The volume composed as one sequenced workflow. The capability axis comes first — start direct and add a harness only when earned, subtract the tool set to the workflow, wire external capability least-privilege over MCP, shape the I/O — and the coordination axis comes last: reach for a sub-agent (isolation) or a multi-agent topology only when the work genuinely fans out and clears the ~15× cost gate. Every step is a debit against the same finite context window.

Quick reference

  • Two axes, one currency: capability (what’s in a window) and coordination (how many windows) both spend context.

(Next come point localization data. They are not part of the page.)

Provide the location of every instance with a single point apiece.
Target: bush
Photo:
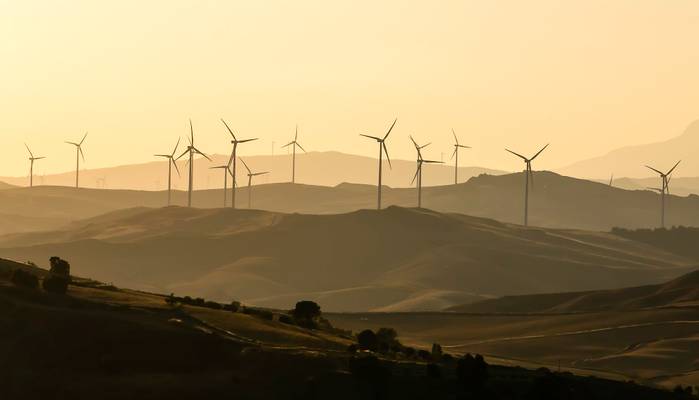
(56, 284)
(472, 371)
(367, 340)
(24, 278)
(434, 371)
(306, 313)
(59, 266)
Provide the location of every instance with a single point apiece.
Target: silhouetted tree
(59, 266)
(55, 284)
(473, 372)
(367, 340)
(24, 278)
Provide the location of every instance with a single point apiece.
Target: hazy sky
(587, 76)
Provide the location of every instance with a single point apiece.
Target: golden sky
(587, 76)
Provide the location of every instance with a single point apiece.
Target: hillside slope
(555, 201)
(394, 259)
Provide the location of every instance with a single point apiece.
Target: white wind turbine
(171, 161)
(191, 150)
(78, 153)
(382, 149)
(250, 175)
(31, 165)
(528, 175)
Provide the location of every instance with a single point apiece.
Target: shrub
(367, 340)
(59, 266)
(24, 278)
(434, 371)
(56, 284)
(472, 371)
(306, 313)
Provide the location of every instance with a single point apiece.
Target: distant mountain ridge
(630, 161)
(327, 168)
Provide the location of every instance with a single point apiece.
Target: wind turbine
(192, 151)
(226, 171)
(293, 157)
(382, 150)
(528, 175)
(664, 189)
(31, 165)
(232, 160)
(418, 172)
(170, 162)
(457, 146)
(250, 175)
(78, 153)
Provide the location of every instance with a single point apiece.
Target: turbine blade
(207, 157)
(246, 166)
(174, 163)
(175, 149)
(390, 129)
(385, 150)
(371, 137)
(673, 168)
(229, 129)
(649, 167)
(539, 152)
(518, 155)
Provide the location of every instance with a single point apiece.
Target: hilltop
(556, 201)
(395, 259)
(321, 168)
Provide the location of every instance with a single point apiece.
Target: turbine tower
(232, 160)
(250, 175)
(664, 189)
(78, 153)
(170, 162)
(226, 171)
(457, 146)
(31, 165)
(293, 157)
(418, 172)
(528, 175)
(382, 150)
(191, 150)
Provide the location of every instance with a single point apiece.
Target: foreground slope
(393, 260)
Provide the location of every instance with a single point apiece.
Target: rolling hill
(327, 168)
(680, 292)
(556, 201)
(396, 259)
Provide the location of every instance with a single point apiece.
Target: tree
(55, 284)
(59, 266)
(306, 313)
(367, 340)
(24, 278)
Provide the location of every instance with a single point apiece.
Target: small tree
(367, 340)
(306, 313)
(23, 278)
(59, 266)
(55, 284)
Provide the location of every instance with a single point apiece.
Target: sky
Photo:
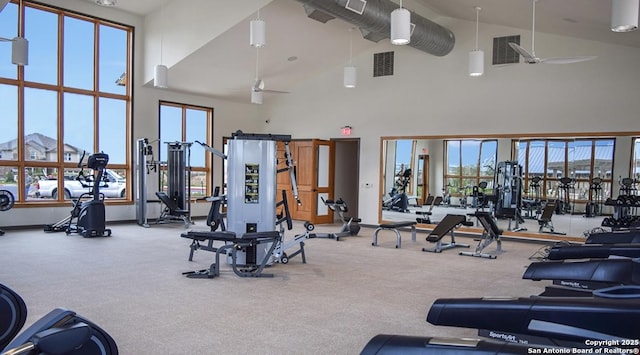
(41, 105)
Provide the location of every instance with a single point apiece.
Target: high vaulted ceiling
(298, 47)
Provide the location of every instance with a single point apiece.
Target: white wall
(228, 117)
(434, 96)
(428, 95)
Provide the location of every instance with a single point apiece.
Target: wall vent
(356, 6)
(503, 53)
(382, 64)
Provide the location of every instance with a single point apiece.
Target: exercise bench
(215, 220)
(490, 234)
(446, 226)
(394, 227)
(172, 212)
(233, 243)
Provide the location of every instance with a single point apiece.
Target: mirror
(459, 175)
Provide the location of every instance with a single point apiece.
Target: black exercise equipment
(395, 228)
(589, 274)
(595, 203)
(544, 222)
(88, 210)
(614, 237)
(563, 321)
(593, 251)
(491, 232)
(61, 331)
(447, 226)
(251, 241)
(350, 225)
(565, 188)
(233, 244)
(425, 216)
(386, 344)
(398, 200)
(171, 211)
(7, 200)
(479, 201)
(215, 220)
(13, 314)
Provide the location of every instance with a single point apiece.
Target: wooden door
(314, 162)
(423, 178)
(324, 154)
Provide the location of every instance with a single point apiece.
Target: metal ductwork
(375, 23)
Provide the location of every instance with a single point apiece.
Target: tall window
(469, 162)
(584, 160)
(188, 123)
(635, 165)
(67, 101)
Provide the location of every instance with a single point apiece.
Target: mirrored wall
(578, 172)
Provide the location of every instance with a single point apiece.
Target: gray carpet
(131, 285)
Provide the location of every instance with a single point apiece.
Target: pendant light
(161, 72)
(350, 75)
(256, 90)
(624, 15)
(400, 26)
(257, 32)
(19, 44)
(476, 56)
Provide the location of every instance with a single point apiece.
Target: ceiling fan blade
(275, 91)
(528, 57)
(567, 60)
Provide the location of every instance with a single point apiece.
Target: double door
(314, 162)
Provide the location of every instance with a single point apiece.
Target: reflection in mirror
(575, 174)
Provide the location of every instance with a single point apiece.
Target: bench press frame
(394, 227)
(447, 225)
(235, 244)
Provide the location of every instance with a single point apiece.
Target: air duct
(375, 24)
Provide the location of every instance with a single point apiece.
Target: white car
(114, 187)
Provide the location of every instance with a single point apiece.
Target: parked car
(114, 186)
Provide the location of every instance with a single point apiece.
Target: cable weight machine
(177, 199)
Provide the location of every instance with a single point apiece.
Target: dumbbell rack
(7, 201)
(624, 212)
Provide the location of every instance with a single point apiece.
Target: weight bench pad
(201, 236)
(394, 227)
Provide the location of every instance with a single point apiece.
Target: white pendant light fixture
(400, 26)
(476, 56)
(106, 2)
(350, 74)
(161, 72)
(258, 84)
(19, 44)
(624, 15)
(257, 32)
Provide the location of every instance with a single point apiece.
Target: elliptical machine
(91, 219)
(398, 200)
(90, 214)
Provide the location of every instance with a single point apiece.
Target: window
(635, 163)
(582, 160)
(187, 123)
(469, 162)
(70, 94)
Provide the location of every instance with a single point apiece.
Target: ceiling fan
(530, 57)
(258, 84)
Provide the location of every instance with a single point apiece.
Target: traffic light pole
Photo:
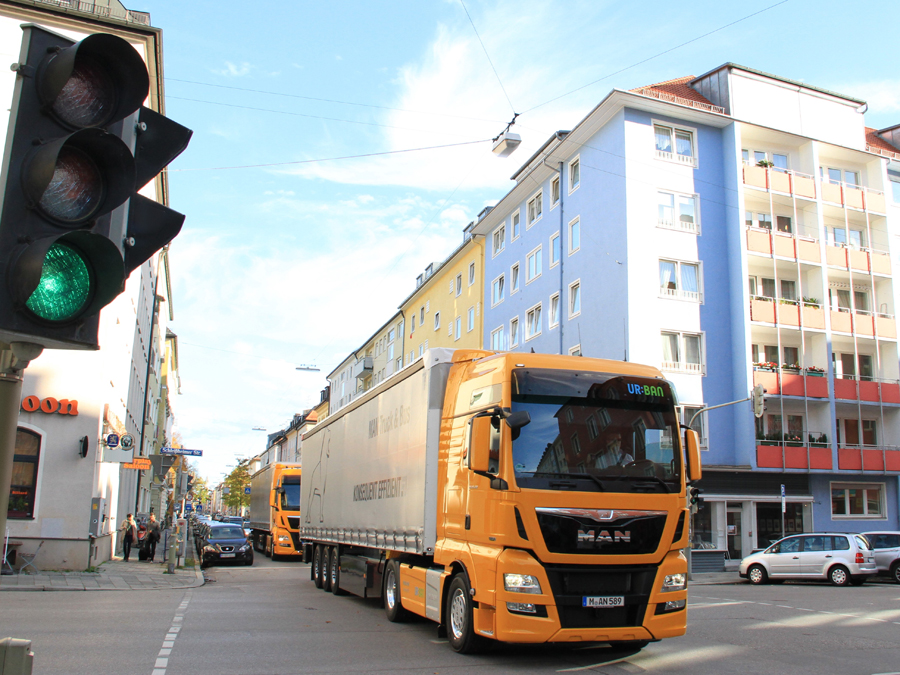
(14, 358)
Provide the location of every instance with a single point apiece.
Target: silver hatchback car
(839, 558)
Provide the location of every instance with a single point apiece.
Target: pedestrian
(129, 532)
(152, 537)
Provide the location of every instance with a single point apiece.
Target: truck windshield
(290, 498)
(595, 432)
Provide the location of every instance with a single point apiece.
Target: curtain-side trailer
(509, 496)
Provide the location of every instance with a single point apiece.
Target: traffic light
(79, 147)
(759, 402)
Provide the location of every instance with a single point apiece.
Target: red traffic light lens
(87, 99)
(76, 188)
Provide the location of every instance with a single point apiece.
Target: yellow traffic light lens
(75, 190)
(65, 286)
(88, 97)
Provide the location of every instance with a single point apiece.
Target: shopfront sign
(50, 405)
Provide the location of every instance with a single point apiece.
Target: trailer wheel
(392, 605)
(335, 573)
(458, 617)
(317, 565)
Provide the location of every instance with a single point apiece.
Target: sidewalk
(113, 575)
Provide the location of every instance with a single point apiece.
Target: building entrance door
(733, 531)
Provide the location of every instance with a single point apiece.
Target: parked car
(886, 546)
(225, 542)
(837, 557)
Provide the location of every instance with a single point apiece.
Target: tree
(236, 481)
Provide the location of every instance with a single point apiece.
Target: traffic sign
(181, 451)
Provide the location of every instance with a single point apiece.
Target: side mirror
(518, 419)
(692, 454)
(480, 444)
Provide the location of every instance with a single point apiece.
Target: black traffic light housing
(79, 147)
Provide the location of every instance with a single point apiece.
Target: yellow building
(443, 311)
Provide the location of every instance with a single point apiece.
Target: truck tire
(327, 554)
(335, 573)
(317, 565)
(393, 608)
(458, 617)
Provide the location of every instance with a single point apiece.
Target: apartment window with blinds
(682, 352)
(680, 280)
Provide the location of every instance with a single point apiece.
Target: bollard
(16, 657)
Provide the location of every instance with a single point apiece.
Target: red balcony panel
(890, 392)
(820, 458)
(845, 389)
(768, 380)
(868, 391)
(762, 310)
(892, 460)
(768, 456)
(850, 459)
(873, 460)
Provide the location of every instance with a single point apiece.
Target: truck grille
(571, 584)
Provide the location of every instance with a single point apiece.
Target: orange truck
(275, 510)
(508, 496)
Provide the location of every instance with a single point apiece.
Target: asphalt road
(269, 619)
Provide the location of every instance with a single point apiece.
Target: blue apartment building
(733, 229)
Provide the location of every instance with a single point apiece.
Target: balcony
(788, 452)
(853, 196)
(866, 389)
(869, 458)
(810, 382)
(787, 312)
(780, 180)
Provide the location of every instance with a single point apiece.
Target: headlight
(674, 582)
(521, 583)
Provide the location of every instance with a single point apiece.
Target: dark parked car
(224, 542)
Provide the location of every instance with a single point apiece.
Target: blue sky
(300, 261)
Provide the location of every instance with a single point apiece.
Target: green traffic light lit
(65, 286)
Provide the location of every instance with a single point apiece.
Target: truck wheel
(336, 573)
(317, 566)
(327, 555)
(458, 619)
(392, 605)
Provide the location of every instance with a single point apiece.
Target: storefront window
(24, 478)
(703, 536)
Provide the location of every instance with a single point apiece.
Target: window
(533, 265)
(533, 322)
(574, 174)
(535, 208)
(554, 310)
(674, 144)
(498, 290)
(682, 352)
(23, 486)
(677, 212)
(497, 339)
(850, 500)
(574, 235)
(499, 239)
(574, 298)
(679, 280)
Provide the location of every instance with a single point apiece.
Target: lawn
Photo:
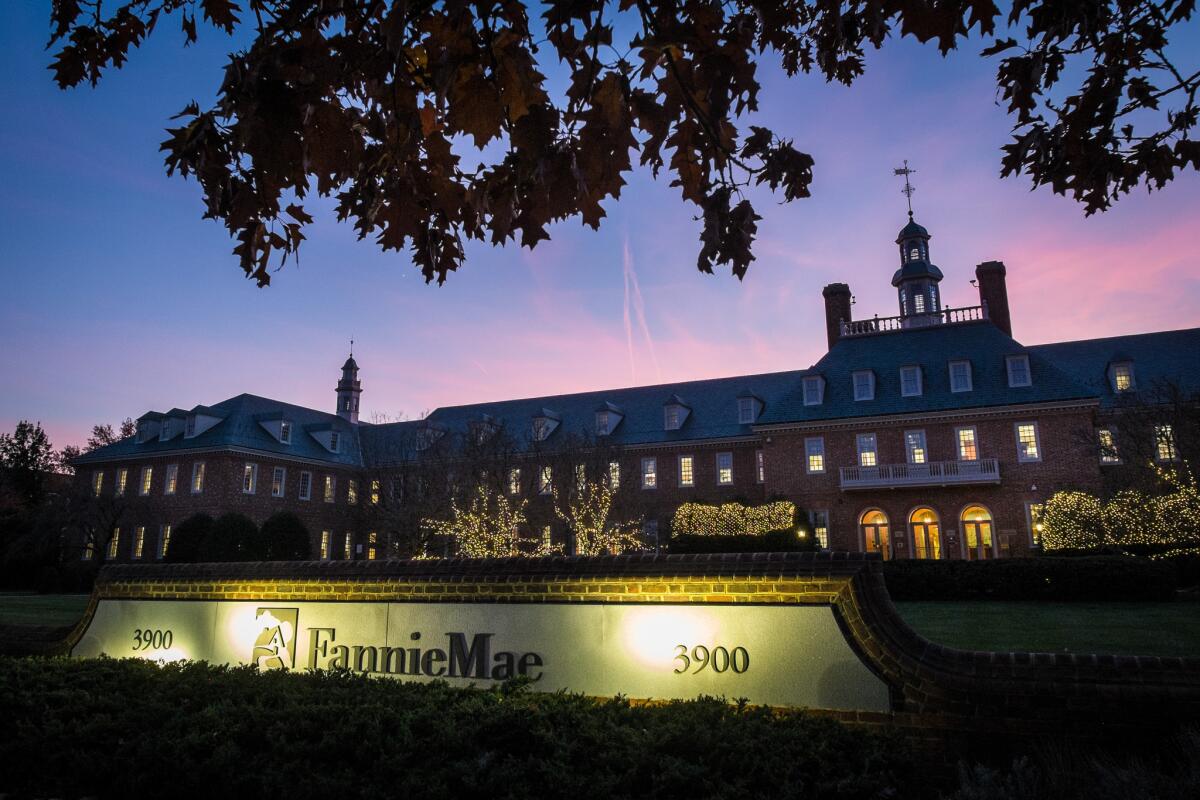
(1131, 629)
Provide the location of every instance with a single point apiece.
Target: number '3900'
(719, 659)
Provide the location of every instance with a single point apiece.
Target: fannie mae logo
(457, 655)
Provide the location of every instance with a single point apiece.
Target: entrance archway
(977, 534)
(876, 533)
(927, 534)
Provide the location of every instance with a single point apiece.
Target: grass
(41, 609)
(1125, 629)
(1128, 629)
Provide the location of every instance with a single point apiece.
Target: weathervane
(909, 188)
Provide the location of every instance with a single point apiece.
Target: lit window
(1018, 371)
(1035, 518)
(1027, 447)
(163, 541)
(685, 471)
(1122, 377)
(864, 385)
(649, 473)
(960, 377)
(814, 390)
(868, 450)
(1164, 443)
(814, 455)
(724, 469)
(820, 523)
(1108, 447)
(969, 449)
(910, 382)
(915, 444)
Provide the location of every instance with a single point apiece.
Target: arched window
(876, 534)
(927, 534)
(977, 534)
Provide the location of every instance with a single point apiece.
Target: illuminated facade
(931, 433)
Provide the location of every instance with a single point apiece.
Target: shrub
(72, 728)
(1096, 578)
(286, 539)
(190, 539)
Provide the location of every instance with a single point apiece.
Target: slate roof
(1061, 372)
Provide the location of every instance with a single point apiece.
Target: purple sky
(119, 299)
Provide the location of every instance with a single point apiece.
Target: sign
(774, 655)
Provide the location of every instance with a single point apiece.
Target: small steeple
(349, 388)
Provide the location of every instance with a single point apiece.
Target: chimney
(994, 294)
(837, 310)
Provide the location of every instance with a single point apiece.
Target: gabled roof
(240, 428)
(1161, 356)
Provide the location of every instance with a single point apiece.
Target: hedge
(130, 728)
(1102, 578)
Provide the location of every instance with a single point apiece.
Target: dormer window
(960, 377)
(1018, 371)
(1121, 377)
(910, 382)
(864, 384)
(814, 390)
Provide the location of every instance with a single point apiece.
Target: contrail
(633, 290)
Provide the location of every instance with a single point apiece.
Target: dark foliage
(285, 539)
(1104, 578)
(375, 104)
(130, 728)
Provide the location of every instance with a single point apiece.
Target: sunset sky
(119, 299)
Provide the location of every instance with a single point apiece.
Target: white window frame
(970, 378)
(868, 386)
(863, 451)
(814, 447)
(1021, 456)
(725, 474)
(958, 441)
(1029, 373)
(649, 473)
(687, 471)
(904, 388)
(910, 451)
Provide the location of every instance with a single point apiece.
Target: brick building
(931, 433)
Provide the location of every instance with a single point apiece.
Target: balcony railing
(936, 473)
(943, 317)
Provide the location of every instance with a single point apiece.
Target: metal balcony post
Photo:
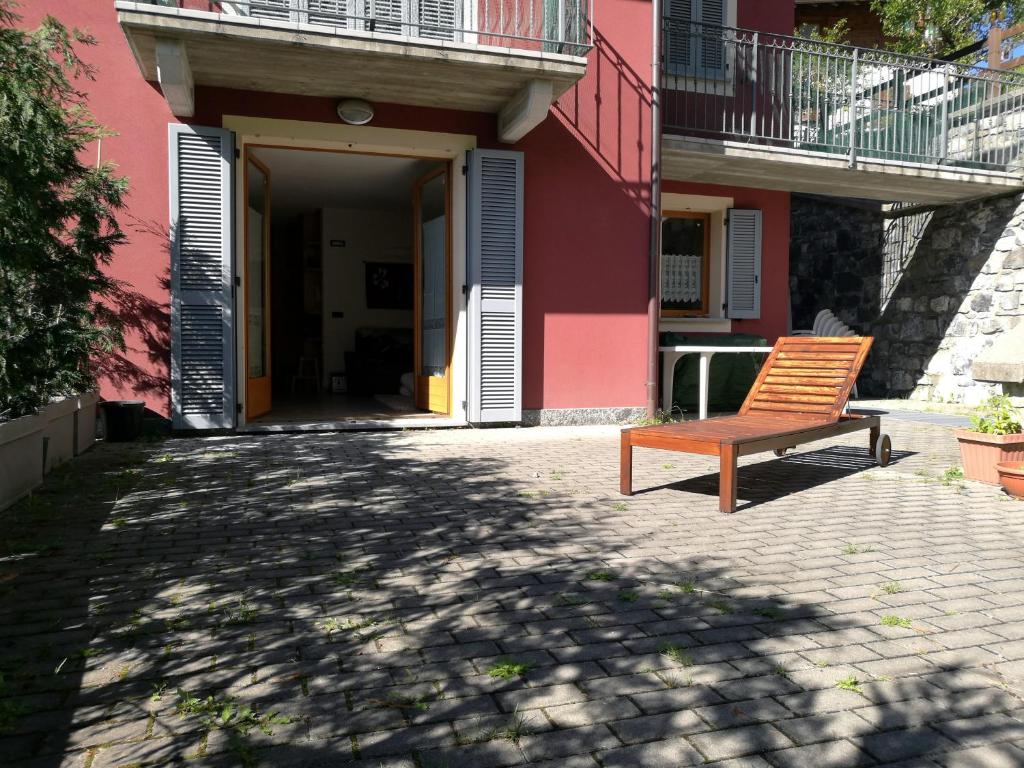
(853, 109)
(944, 151)
(754, 85)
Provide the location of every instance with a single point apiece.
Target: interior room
(346, 285)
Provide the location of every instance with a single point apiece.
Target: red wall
(587, 176)
(122, 100)
(587, 203)
(774, 252)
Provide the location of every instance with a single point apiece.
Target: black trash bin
(122, 420)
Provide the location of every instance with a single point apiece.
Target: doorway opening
(347, 289)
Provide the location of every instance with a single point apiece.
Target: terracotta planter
(1012, 478)
(85, 427)
(980, 453)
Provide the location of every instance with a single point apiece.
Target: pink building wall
(586, 218)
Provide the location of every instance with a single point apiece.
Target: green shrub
(57, 225)
(996, 416)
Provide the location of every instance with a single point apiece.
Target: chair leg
(626, 464)
(727, 478)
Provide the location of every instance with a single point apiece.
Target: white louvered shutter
(285, 10)
(743, 263)
(694, 43)
(679, 36)
(495, 268)
(202, 324)
(390, 16)
(712, 61)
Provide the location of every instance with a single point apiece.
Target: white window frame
(716, 322)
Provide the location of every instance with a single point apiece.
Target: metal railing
(727, 83)
(550, 26)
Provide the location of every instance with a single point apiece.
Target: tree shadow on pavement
(403, 600)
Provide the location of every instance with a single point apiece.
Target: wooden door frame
(445, 171)
(251, 158)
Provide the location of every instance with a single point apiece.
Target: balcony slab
(232, 51)
(741, 164)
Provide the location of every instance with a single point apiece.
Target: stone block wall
(934, 287)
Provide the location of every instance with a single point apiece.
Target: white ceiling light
(355, 111)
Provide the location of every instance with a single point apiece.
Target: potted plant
(995, 436)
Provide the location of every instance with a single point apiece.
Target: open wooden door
(257, 287)
(432, 304)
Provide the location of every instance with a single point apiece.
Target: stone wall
(934, 287)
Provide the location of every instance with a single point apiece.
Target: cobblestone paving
(486, 598)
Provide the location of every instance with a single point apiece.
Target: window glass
(684, 266)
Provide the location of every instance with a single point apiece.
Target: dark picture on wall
(389, 286)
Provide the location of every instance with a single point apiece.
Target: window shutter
(694, 43)
(679, 36)
(202, 323)
(563, 26)
(743, 263)
(495, 268)
(712, 41)
(280, 9)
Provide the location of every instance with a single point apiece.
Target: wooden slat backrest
(808, 377)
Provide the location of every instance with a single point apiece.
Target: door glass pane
(683, 263)
(433, 231)
(256, 273)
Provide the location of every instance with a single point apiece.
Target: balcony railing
(549, 26)
(733, 84)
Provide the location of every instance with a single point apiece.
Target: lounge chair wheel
(883, 450)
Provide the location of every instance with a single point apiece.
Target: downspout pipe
(654, 253)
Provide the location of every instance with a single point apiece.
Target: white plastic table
(670, 355)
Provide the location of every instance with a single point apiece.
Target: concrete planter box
(980, 453)
(20, 457)
(85, 428)
(59, 418)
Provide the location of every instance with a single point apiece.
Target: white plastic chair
(819, 320)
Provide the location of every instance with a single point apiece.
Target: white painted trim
(716, 206)
(525, 111)
(368, 139)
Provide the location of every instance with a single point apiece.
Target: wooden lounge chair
(799, 396)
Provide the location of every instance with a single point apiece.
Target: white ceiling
(304, 179)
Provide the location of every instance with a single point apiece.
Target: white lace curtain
(681, 278)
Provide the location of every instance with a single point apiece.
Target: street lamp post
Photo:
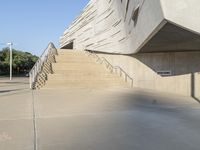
(10, 46)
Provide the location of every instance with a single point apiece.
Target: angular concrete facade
(146, 38)
(126, 26)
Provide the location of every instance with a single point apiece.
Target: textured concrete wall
(185, 78)
(185, 13)
(126, 26)
(107, 25)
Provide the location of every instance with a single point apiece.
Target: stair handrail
(51, 49)
(111, 67)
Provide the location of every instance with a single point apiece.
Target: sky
(32, 24)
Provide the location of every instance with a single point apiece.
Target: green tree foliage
(22, 61)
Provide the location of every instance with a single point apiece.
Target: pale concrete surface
(143, 68)
(74, 69)
(98, 120)
(16, 85)
(16, 115)
(116, 120)
(16, 123)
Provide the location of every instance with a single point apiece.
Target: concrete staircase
(74, 69)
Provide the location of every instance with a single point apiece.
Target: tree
(22, 61)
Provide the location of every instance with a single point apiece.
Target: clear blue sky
(32, 24)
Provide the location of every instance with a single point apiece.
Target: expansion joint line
(34, 122)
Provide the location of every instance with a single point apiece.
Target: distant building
(157, 42)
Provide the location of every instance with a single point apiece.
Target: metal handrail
(111, 67)
(51, 49)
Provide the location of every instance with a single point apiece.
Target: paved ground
(98, 120)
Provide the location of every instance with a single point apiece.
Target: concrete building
(157, 42)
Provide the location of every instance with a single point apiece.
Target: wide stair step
(74, 69)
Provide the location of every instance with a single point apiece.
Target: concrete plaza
(112, 119)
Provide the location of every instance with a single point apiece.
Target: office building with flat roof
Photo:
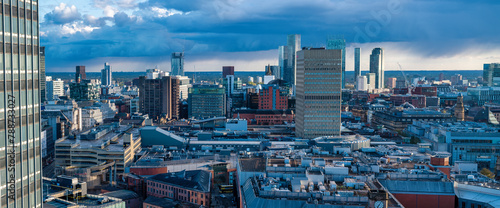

Effective context engineering for AI agents · Prithvi Rajasekaran, Ethan Dixon, Carly Ryan, and Jeremy Hadfield (2025)T1-official original
  • Workflow: start direct → subtract the tools → wire MCP least-privilege → shape the I/O → coordinate only when the work fans out.
  • The locating question: what does it cost in the window, and is the work worth it?
  • Defaults: subtract on capability; stay single-agent on coordination.
  • Weight the evidence: official-mechanic → converged → single-datapoint → contested → volatile.
  • Boundary: evaluation, cost-modeling, observability, human-in-the-loop, and security are the Operations volume.

Practice

Exercise solutions

Solution ↑ Exercise

A representative pass for a code-review agent: (1) build vs. buy — configure an existing harness, don’t build (start direct, grounded in ch13); (2) tool set — a small set (read diff, post comment, run tests), consolidating any overlapping search tools (ch14’s subtract-first); (3) MCP — if it reaches an external code host, wire it least-privilege with audience-bound tokens (ch15); (4) output — use structured outputs / strict for the machine-read review payload, stated with its limits (ch17); (5) coordination — a clean-room verifier sub-agent to filter false positives is justified (isolation, ch18), but a full multi-agent topology is not — review subtasks share too much context to fan out and would fail the cost gate (ch19). The weakest-tier exposure is the coordination choice (the multi-agent worth-it question is contested) and any reliance on the ~15× figure; keep it reversible by starting single-agent-plus-verifier and only escalating if a genuinely parallel workload appears — re-checking the field rather than committing to a topology up front.

Solution ↑ Exercise

The shape of a good answer, not a single right one: the design names each decision and its price. Harness: configure, not build — the price of building is standing maintenance as models move, only worth it if no configurable option fits. Tools: the minimal set covering the workflow — each extra tool is paid in definition tokens at rest plus selection risk, so the bar for adding one is “the workflow genuinely needs it.” MCP: only if external capability is required, designed least-privilege. Output: the strongest guarantee the schema allows, retry loop only as fallback. Coordination: stay single-agent unless subtasks are genuinely independent — every agent is another ~15× window, so the bar is real parallelizability, not task size. The most weak-tier-exposed choice is almost always the coordination one (contested) or any quoted cost number (single datapoint); making it reversible means defaulting to the cheaper option (single agent, fewer tools) and escalating only on demonstrated need — which is exactly the volume’s two defaults, subtract and stay single-agent, applied as one discipline.